天皇はアイドルである、と中森明夫は言う。天皇制云々は高度に政治的なので不勉強なままあまり語りたくないが、しかし、アイドルが天皇のようなものであるのは間違いないように思う。

アイドルと他のアーティストや俳優を分けるものは何か。それは、アイドルが、より強く「愛されるべき存在」として我々の前に登場することにあると私は思う。愛されなければ、アイドルは存在しない。アイドルに関して言えば、歌が上手い下手、演技が上手い下手ではなく、愛される愛されないである。生まれもって(売り出されて)愛されるべくそこにいる存在。こういう意味で、個々のアイドルは天皇のようである。そして国民は、そのファンである、と中森明夫は述べる。

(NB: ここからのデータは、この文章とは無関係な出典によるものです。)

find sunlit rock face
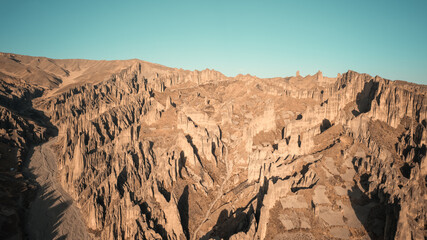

「アイドルの人権」の話は、天皇制の問題とも密接に関わる。天皇一家に対する束縛の問題とはレベルが違うのではあるが、ステージの上やカメラの前だけでなく日常生活の中でもSNSなどである程度の発信力を持った素人の監視を受けるために、アイドルを演じざるをえない状況は、職業アイドルである人々を損なわせるものである。アイドルにおいてはイメージ、戦略が当のアイドルに先行する。人に強い偏見と共に接する人間は思想の進歩と共に減りつつある、少なくとも「いけないこと」という認識は持たれ始めていると信じているが、アイドルについて言えばその状況はまったく変わっていない。

アイドルの定義について。中森明夫はアイドルを、価値がなくともただ愛されるだけの存在、と定義している。
しかしもちろん、この定義でアイドルのすべてを語り尽くすことはできない。アイドルの定義についてはまたいつか書きたい。